Landry agreed to be interviewed on the subject, during which the original call was also aired. What Landry had not been made aware of prior to the interview was that the complaint came from Gerry Mills, Executive Director for ISANS – the Immigrant Services Association of Nova Scotia.
“There are many songs that are racist, sexist, or violent in content – and I wouldn’t normally respond – but somehow when it’s a band based in Halifax, and it gets played by the CBC in the morning […] it gets to be more personal. When we looked at the content of, ‘I don’t think much of strangers, much of you or your kind, you best fit in or you’re free to find a better place to be’. We did play it at a meeting of probably ten people in the office and there was silence in the room when they heard these words. Complete silence, and so it was shocking to hear. I’m hoping that’s supposed to be sarcastic, that it’s supposed to be taken in a different way, but I don’t think it is.
I absolutely support the right to free speech, free song, but with that comes the right, and sometimes the obligation for people to respond when you think it’s hurtful. In this case – never doubt- it’s hurtful, it’s really hurtful.

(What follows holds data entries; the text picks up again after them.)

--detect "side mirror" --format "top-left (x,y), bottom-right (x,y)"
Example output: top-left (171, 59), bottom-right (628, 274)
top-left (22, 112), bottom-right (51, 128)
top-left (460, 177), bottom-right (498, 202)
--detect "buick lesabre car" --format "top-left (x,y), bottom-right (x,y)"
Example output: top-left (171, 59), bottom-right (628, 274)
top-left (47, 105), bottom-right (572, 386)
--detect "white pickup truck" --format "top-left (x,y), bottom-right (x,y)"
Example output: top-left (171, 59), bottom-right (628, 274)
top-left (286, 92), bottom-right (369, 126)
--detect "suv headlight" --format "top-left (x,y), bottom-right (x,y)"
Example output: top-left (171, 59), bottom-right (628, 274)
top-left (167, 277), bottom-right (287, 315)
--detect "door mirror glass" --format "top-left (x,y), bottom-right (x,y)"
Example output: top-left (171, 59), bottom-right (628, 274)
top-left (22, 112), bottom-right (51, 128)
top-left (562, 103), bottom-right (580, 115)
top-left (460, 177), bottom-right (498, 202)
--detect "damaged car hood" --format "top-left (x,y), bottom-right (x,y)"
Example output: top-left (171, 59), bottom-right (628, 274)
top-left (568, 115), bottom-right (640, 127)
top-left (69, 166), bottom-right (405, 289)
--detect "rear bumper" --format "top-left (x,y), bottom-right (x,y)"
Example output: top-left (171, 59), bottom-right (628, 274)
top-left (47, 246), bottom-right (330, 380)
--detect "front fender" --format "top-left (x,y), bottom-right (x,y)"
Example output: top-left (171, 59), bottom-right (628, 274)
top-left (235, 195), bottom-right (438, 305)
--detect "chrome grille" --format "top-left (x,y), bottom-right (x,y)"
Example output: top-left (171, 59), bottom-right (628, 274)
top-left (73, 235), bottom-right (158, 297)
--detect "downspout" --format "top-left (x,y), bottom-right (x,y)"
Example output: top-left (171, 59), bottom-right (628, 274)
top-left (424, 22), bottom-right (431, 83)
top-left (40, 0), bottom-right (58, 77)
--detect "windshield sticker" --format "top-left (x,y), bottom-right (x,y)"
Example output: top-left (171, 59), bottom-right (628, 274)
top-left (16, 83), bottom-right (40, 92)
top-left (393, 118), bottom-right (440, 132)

The reality is words are usually taken at their face value, and people in the public domain, and that includes bands, they have to understand that words can be weapons and they can hurt.”
-Gerry Mills, ISANS Executive Director
Landry says that he’s glad that ‘A Free Country’ sparked the very dialogue that he had hoped to have when it was released four years ago, but also that was he was a bit ‘gobsmacked’ at the ISANS response, not to mention the on-air ambush.
“I don’t know how Gerry Mills and her brain trust at ISANS came to the conclusion about the song that they did,” says Landry. “I wasn’t in the room nor did they ask me about it- but I can imagine these people have to default to a defensive stance as policy more often than not, given that immigration is such a polarizing issue. I’ve come to realize that the song in fact did the job it was designed to do – facilitate conversation… four years after it was released.”
The song does contain the lyrics Mills references, but taken out of the context of the rest of the song. Landry, though both lyricist and performer, takes on the role of the ironic gluttonous buffoon who lauds the liberties of his free country – libertarianism taken to the extremes of hypocrisy – all at the expense of the environment, his fellow man, his virtue, and the very liberties he values. It brings to mind the grade ten reading comprehension test in which we’re asked if Jonathan Swift really wants us to eat Irish babies.
“[It was] a tremendous learning experience regarding the roles of satire, communication, compassion and censorship in both the creation of music and the interpretation of it.”
Jon Landry will be appearing on The Sheldon MacLeod Show on New 95.7 this afternoon where they will be fielding calls on the subject.